Wealthy Hoarders—American style
Recently I’ve seen a spate of posts on Facebook—granted not the most veracious of mediums—bemoaning rich Americans’ penchant for “hoarding” their wealth. One envisions human versions of Disney’s Scrooge McDuck character defying physics by diving into treasure chests of gold coins.
Compared with wealthy people of the past, one can easily argue that America’s current wealth-holders are socially more beneficial. Today’s billionaires invest in real estate, stocks, bonds, and other productive investments. To be sure, they may also hold wealth in assets of lesser productivity such as mansions, fancy cars, jewels, pieces of art, and government treasury bonds.
For many thousands of years, rich people held their wealth differently. Consider those dead Egyptians. The pharaohs left behind impressive pyramids. They’ve resided entombed for thousands of years, along with a retinue of presumably unwilling retainers. They also buried large amounts of goods. While such waste may have redressed imbalances in wealth, the goods could have been put to other uses (although the pyramids currently bring in tourist dollars). The dead retainers, too, could have continued to lead productive lives. The pyramids also required vast amounts of labor, whether free or coerced.

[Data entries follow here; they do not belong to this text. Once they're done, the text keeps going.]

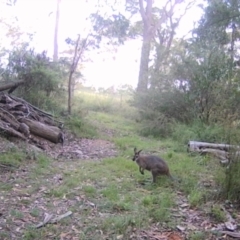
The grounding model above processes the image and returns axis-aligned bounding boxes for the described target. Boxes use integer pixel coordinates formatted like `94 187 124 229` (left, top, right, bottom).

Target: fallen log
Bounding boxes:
21 118 61 143
188 141 240 152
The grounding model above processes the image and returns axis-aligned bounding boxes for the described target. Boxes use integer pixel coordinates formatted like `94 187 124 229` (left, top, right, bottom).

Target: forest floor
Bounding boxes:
0 112 240 240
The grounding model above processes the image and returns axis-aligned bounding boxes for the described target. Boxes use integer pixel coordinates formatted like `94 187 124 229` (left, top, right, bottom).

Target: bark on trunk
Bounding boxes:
188 141 240 151
22 119 61 143
53 0 61 61
137 31 151 92
137 0 153 92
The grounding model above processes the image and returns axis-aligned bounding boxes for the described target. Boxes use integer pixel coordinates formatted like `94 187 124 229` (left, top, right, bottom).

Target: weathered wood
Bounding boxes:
188 141 240 152
21 118 61 143
35 211 72 228
0 122 27 140
0 81 24 92
195 148 229 160
0 93 64 148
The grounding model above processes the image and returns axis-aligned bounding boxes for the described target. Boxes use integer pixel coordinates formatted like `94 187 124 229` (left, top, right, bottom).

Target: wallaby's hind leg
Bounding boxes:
139 167 144 175
152 171 158 183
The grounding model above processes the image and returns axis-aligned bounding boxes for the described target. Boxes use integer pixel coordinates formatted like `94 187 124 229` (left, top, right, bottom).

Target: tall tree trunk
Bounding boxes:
137 28 151 92
53 0 61 61
137 0 153 92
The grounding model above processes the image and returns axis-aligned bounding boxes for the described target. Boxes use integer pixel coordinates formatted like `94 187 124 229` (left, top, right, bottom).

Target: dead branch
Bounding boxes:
35 211 72 228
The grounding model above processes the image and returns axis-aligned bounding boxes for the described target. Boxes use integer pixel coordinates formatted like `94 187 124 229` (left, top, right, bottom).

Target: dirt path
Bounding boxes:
0 125 237 240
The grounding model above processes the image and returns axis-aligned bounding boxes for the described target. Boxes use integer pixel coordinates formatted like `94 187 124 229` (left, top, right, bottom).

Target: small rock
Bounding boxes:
177 225 186 232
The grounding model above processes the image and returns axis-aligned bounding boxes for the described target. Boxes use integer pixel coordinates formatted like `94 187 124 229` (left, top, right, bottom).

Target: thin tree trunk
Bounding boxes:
68 70 73 115
137 30 151 92
53 0 61 61
137 0 153 92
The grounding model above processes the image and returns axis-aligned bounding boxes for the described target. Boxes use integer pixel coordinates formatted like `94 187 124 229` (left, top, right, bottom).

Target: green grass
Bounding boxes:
0 91 231 240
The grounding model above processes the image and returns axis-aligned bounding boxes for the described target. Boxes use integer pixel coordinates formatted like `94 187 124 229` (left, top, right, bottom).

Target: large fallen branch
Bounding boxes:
187 141 240 164
35 211 72 228
0 94 63 145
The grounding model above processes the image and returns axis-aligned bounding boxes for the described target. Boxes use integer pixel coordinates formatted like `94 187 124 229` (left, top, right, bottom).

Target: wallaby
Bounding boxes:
132 148 174 183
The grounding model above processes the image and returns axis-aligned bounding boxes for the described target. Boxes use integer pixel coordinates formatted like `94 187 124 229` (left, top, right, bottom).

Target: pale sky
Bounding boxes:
0 0 201 87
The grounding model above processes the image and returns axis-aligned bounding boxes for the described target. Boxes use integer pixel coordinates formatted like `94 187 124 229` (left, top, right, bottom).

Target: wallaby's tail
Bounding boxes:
169 174 180 182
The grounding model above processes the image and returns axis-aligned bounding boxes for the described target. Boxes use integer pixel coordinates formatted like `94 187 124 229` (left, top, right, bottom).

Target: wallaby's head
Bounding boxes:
132 148 142 161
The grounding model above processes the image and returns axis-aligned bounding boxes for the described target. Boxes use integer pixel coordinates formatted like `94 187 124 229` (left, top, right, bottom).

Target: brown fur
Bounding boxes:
132 148 173 183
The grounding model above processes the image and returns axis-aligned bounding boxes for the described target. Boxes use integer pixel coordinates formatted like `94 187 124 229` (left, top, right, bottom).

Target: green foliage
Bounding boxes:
171 120 235 145
65 114 98 138
222 155 240 203
91 13 130 44
2 44 66 108
210 204 227 222
74 88 137 119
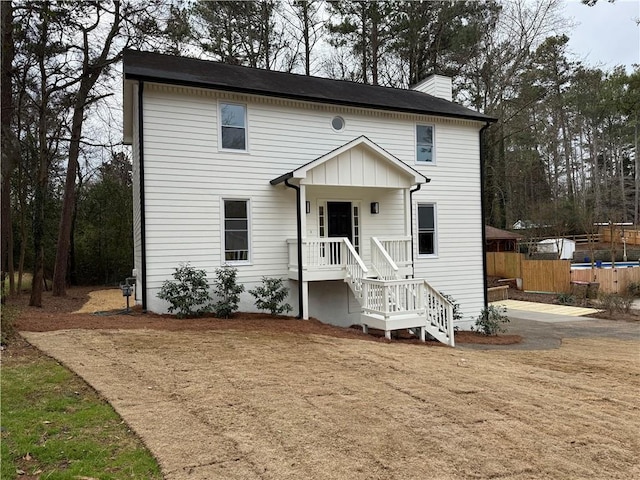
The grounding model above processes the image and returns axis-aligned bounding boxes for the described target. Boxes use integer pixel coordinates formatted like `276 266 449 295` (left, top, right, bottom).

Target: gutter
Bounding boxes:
409 181 424 278
479 122 491 310
125 72 494 122
138 81 148 313
284 173 304 319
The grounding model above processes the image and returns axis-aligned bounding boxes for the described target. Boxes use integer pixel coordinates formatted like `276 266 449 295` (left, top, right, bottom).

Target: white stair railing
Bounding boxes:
362 278 426 320
362 278 455 347
377 237 412 268
423 280 455 347
371 237 400 280
341 238 369 301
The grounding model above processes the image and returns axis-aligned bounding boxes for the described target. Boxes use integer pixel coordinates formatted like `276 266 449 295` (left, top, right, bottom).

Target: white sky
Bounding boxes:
564 0 640 73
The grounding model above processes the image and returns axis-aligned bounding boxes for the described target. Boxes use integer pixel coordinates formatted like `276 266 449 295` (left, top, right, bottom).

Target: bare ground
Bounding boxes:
6 286 640 479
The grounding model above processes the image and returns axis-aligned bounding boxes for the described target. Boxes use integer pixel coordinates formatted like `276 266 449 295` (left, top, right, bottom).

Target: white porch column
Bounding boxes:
302 281 309 320
403 188 413 237
300 185 307 238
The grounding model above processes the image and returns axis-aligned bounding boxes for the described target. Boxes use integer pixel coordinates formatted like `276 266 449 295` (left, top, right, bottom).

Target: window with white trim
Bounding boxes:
220 103 247 151
418 203 436 255
224 200 249 263
416 125 434 163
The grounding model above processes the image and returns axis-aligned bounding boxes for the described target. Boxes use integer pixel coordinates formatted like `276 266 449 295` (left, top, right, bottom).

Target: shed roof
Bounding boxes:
484 225 522 240
123 50 495 122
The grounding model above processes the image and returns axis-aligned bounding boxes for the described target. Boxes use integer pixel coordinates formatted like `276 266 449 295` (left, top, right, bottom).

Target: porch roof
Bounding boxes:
270 135 430 188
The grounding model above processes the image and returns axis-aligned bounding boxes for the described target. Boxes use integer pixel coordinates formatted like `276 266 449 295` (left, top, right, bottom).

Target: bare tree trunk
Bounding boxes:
301 2 311 75
29 125 49 307
360 2 369 83
52 97 89 297
52 2 120 297
0 2 16 294
633 112 640 227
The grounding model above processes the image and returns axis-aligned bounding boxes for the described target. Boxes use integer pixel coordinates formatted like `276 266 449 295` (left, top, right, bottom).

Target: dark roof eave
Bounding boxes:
269 172 293 185
124 72 498 123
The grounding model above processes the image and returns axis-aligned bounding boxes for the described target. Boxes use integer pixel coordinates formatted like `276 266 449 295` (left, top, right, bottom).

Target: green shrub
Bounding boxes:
556 293 576 305
627 282 640 298
158 263 211 318
440 292 462 322
597 292 620 315
597 292 634 317
213 266 244 318
249 277 291 315
475 305 509 335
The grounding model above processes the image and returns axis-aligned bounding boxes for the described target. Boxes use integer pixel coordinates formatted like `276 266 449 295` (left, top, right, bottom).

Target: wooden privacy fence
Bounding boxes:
571 267 640 293
487 252 572 293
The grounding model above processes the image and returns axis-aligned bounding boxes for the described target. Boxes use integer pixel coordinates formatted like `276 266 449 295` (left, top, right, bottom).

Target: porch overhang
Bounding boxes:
270 136 430 188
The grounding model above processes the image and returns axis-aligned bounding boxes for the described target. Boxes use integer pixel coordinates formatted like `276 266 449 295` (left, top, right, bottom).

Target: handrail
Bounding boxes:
338 237 369 273
423 279 455 347
371 237 400 280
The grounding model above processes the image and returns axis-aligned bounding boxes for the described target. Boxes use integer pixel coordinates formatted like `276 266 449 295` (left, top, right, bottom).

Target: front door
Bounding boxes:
327 202 352 241
327 202 353 264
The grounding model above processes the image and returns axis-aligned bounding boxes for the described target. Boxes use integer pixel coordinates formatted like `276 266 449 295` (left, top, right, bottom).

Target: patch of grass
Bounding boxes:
0 347 162 480
0 305 18 346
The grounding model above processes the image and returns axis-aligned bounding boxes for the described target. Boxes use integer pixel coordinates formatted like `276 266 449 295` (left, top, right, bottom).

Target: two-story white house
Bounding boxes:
124 51 493 344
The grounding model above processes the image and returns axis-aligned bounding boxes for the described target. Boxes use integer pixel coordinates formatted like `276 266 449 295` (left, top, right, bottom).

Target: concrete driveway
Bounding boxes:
470 300 640 350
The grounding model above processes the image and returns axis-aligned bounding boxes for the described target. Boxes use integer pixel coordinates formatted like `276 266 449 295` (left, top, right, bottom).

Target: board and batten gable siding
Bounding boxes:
300 145 412 188
138 83 483 326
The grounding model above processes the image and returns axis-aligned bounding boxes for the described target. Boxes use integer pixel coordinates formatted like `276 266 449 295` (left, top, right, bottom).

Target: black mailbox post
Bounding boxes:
120 278 133 313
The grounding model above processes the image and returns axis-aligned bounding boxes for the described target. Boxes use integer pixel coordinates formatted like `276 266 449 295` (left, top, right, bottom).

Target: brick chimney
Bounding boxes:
411 73 453 102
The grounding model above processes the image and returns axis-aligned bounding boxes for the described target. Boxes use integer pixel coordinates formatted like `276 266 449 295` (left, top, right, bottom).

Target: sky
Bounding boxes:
564 0 640 73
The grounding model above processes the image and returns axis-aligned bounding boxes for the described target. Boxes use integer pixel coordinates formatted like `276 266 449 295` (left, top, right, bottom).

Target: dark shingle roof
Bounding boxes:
123 50 494 122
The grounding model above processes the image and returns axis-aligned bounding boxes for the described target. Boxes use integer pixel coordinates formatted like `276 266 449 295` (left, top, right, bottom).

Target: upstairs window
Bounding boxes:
224 200 249 263
416 125 433 163
418 203 436 255
220 103 247 150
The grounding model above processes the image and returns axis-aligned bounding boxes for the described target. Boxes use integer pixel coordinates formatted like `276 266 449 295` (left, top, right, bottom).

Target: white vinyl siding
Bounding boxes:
138 84 484 328
223 199 251 264
131 85 144 302
219 102 247 151
418 203 438 255
416 125 435 163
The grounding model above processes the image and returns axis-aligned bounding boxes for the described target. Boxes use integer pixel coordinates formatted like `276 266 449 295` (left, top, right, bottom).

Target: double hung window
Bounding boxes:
220 103 247 150
418 203 436 255
224 200 249 262
416 125 434 163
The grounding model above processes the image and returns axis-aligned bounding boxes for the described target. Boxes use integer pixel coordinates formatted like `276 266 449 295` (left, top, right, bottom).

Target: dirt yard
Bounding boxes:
9 291 640 480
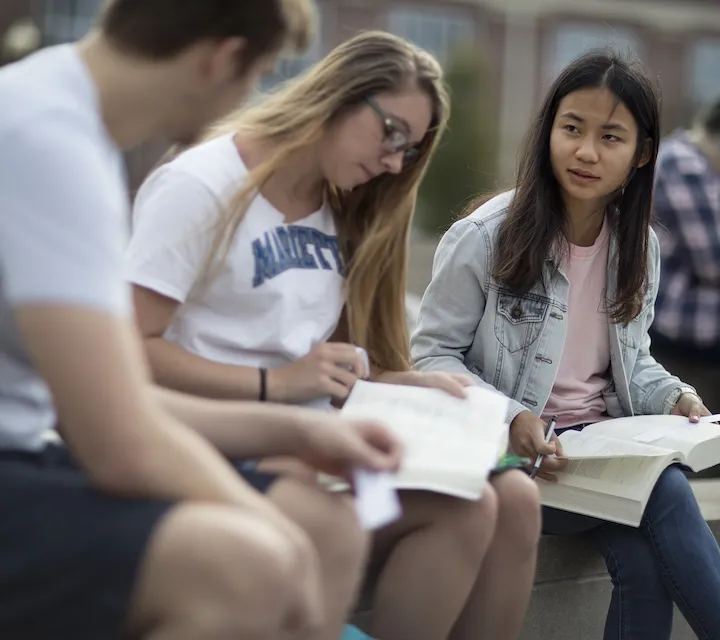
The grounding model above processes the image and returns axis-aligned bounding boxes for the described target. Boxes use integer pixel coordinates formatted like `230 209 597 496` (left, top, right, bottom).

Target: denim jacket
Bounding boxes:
412 191 694 421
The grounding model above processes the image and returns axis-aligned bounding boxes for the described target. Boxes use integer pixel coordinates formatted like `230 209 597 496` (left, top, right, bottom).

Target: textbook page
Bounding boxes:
342 381 509 500
558 428 683 460
538 450 673 527
580 415 720 471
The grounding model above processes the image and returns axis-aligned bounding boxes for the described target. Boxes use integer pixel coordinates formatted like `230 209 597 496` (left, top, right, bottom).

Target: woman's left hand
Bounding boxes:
671 393 710 422
377 371 475 398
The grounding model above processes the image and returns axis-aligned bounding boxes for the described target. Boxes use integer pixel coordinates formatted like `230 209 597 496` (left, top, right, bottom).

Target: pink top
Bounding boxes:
542 220 610 428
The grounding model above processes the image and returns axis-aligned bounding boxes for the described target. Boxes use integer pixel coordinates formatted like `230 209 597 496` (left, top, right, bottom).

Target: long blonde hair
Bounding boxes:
197 31 450 371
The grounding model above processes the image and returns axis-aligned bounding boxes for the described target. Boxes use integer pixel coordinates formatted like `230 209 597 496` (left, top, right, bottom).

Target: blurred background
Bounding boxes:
0 0 720 294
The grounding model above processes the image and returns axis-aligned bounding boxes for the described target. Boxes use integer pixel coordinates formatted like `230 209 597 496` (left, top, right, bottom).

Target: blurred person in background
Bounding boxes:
651 96 720 412
0 0 399 640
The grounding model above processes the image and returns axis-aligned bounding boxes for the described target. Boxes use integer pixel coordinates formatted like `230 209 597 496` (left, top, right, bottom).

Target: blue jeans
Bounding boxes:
543 466 720 640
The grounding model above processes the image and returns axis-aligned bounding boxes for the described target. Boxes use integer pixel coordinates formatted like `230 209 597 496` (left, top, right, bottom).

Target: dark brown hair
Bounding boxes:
471 51 660 324
100 0 314 68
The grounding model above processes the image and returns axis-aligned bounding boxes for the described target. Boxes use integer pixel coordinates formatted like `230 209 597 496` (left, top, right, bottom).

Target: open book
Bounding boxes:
336 381 509 500
539 416 720 527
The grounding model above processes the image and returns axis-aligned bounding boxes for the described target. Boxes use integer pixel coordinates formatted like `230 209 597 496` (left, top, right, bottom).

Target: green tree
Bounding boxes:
415 49 497 235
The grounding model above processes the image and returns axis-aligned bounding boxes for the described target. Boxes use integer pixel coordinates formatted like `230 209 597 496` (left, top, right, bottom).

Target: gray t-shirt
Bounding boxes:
0 45 132 450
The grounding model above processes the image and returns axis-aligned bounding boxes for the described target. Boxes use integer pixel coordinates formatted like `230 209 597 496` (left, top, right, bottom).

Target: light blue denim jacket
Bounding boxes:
412 192 694 421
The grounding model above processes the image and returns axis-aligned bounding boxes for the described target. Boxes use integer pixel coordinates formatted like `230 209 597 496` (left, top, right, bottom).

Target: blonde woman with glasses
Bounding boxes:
126 32 540 640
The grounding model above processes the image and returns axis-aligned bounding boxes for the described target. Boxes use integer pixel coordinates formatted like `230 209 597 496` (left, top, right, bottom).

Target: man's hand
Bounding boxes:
510 411 568 482
294 412 402 479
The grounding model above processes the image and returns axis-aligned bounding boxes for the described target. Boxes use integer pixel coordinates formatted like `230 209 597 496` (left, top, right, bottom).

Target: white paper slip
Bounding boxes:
354 469 402 531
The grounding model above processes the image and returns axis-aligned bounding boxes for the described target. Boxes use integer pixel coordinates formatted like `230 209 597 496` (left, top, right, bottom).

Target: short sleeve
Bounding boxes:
123 165 221 303
0 114 132 317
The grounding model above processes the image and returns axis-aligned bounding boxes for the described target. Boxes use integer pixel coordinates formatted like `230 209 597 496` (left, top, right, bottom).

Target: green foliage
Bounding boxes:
415 50 497 235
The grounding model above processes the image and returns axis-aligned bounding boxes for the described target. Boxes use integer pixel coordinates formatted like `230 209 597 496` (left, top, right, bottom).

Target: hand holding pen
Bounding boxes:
530 416 557 479
510 411 568 482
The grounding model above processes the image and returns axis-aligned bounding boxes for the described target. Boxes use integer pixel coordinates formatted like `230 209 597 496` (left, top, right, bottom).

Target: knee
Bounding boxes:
493 471 541 548
153 507 321 638
301 491 369 575
652 465 694 502
442 483 498 560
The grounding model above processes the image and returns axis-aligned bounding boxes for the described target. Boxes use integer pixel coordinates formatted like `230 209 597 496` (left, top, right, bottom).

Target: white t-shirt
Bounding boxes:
125 135 345 378
0 45 131 450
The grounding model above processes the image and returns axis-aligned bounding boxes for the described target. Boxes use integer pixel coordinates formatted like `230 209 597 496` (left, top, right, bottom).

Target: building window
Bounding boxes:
43 0 101 45
261 10 323 91
544 23 644 83
388 9 476 65
690 39 720 109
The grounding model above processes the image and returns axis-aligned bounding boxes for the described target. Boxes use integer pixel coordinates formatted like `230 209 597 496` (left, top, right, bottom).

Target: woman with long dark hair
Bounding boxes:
412 52 720 640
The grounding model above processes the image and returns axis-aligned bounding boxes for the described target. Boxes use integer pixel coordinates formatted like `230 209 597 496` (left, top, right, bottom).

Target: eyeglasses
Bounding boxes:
365 98 420 169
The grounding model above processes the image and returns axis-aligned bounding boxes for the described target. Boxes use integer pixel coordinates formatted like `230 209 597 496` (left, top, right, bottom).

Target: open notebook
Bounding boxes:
539 416 720 527
332 381 508 500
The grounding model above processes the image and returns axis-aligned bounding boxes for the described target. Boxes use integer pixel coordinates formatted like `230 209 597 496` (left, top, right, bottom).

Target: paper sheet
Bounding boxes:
354 469 402 531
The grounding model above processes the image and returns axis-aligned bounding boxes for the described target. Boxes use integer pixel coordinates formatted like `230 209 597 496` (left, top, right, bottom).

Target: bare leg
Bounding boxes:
452 471 540 640
128 504 322 640
372 487 497 640
268 479 369 640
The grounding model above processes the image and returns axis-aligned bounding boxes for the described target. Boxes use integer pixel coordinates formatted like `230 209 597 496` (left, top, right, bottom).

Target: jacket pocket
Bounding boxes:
495 291 550 353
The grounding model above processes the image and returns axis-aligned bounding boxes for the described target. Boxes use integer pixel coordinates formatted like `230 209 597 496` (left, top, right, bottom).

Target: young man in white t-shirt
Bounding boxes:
0 0 397 640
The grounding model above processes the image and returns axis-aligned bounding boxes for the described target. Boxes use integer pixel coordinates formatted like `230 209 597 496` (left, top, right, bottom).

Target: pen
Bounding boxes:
530 416 557 478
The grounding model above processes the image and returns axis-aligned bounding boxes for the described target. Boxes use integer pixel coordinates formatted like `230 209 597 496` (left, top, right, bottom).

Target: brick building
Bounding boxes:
0 0 720 183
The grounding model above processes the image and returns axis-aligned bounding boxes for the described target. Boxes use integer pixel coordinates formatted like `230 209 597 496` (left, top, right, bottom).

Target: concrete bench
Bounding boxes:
354 480 720 640
521 522 720 640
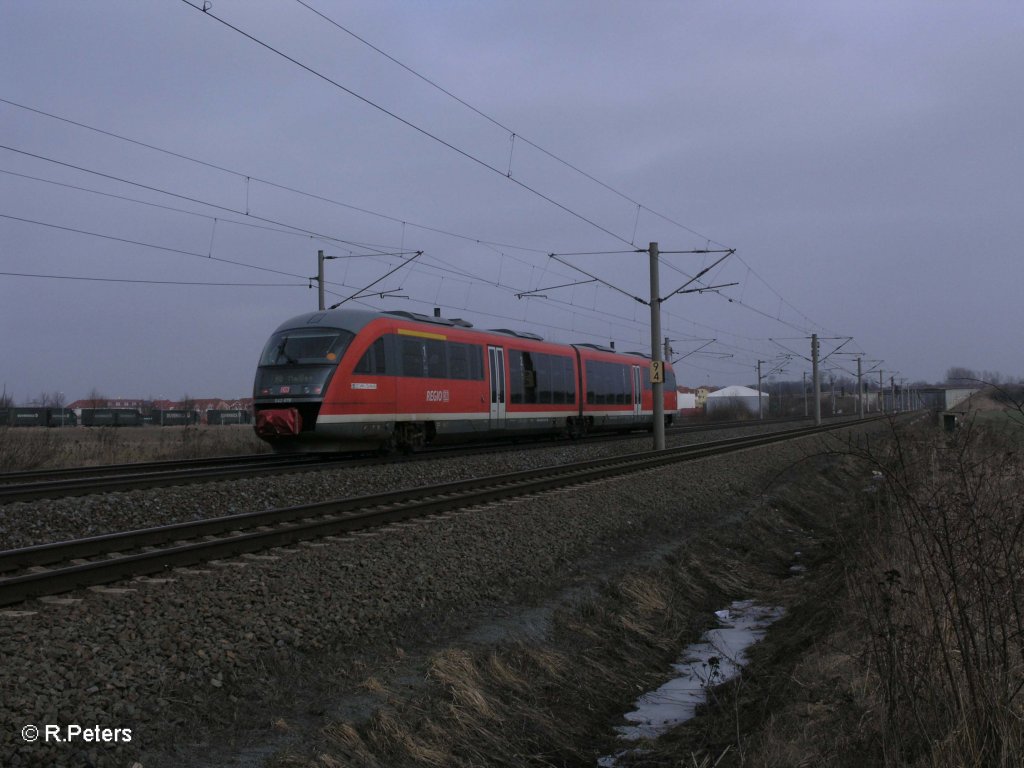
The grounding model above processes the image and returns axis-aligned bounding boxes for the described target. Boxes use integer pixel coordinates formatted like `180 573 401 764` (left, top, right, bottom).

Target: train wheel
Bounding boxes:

The Greeks introduced democracy—limited, of course, by their dependence upon slave labor—and a lot of deep thoughts. They touted public works, such as public buildings. The wealthy competed to finance ostentatious projects, such as building edifices or supplying naval warships. Although such ostentatious projects persist today and provide income from tourism, just like the Egyptian pyramids, the common people reaped little benefit.
Romans gained wealth through conquest and slave labor. As with the Greeks, wealthy Romans competed to gain status and public acclaim via putting on chariot races, gladiatorial fights, and funding lavish buildings. Roman citizens enjoyed free food (funded by taxpayers), sort of a precursor to modern-day income-maintenance programs. The bread and circuses provided by the wealthy, therefore, acted as a safety valve with regard to the restless mass of Roman citizens. Aside from entertainment, however, Roman wealth provided little economic benefit for the masses.
Although the Medieval church (as well as Islamic doctrine) forbade extending loans at interest—usury—the need for loans overrode religious scruples. Church officials fought against usury with varying degrees of severity. They hit upon the dandy idea of getting usurers to repent and to pay restitution for ill-gotten gains. The church often received proceeds from such restitution. Church leaders also encouraged wealthy patrons to absolve themselves of sinful usurious behavior by donating money for cathedrals and other construction projects. One could argue that behind every cathedral there lies a crime of usury. Although some of the wealthy donated money to succor the poor, most were not too concerned with the poor (although the medieval poor were in much worse shape than today’s poor).
If today’s rich people were to disburse most of their wealth in lavish endowments to charitable and educational institutions, I suspect the rest of us would be worse off. Some of Bill Gates’ billions are invested in efforts to create new and better products that satisfy millions of people, including many poorer ones. Warren Buffett’s billions are directed to companies that he deems likely to continue to reap profits by satisfying customers with their products and services.
Gates and Buffett, just to name two of the more prominent billionaires, are free to disburse their money as they see fit. My guess is that they are and will continue to be good stewards of the wealth they currently but temporarily control. After all, unlike the dead Egyptians, few modern-day people believe the rich can “take it [their wealth] with them,” when they die.
So be glad that American billionaires are less like Scrooge McDuck, dead Egyptian pharaohs, Romans, or medieval usurers. Be thankful that American billionaires are investing they wealth in productive outlets.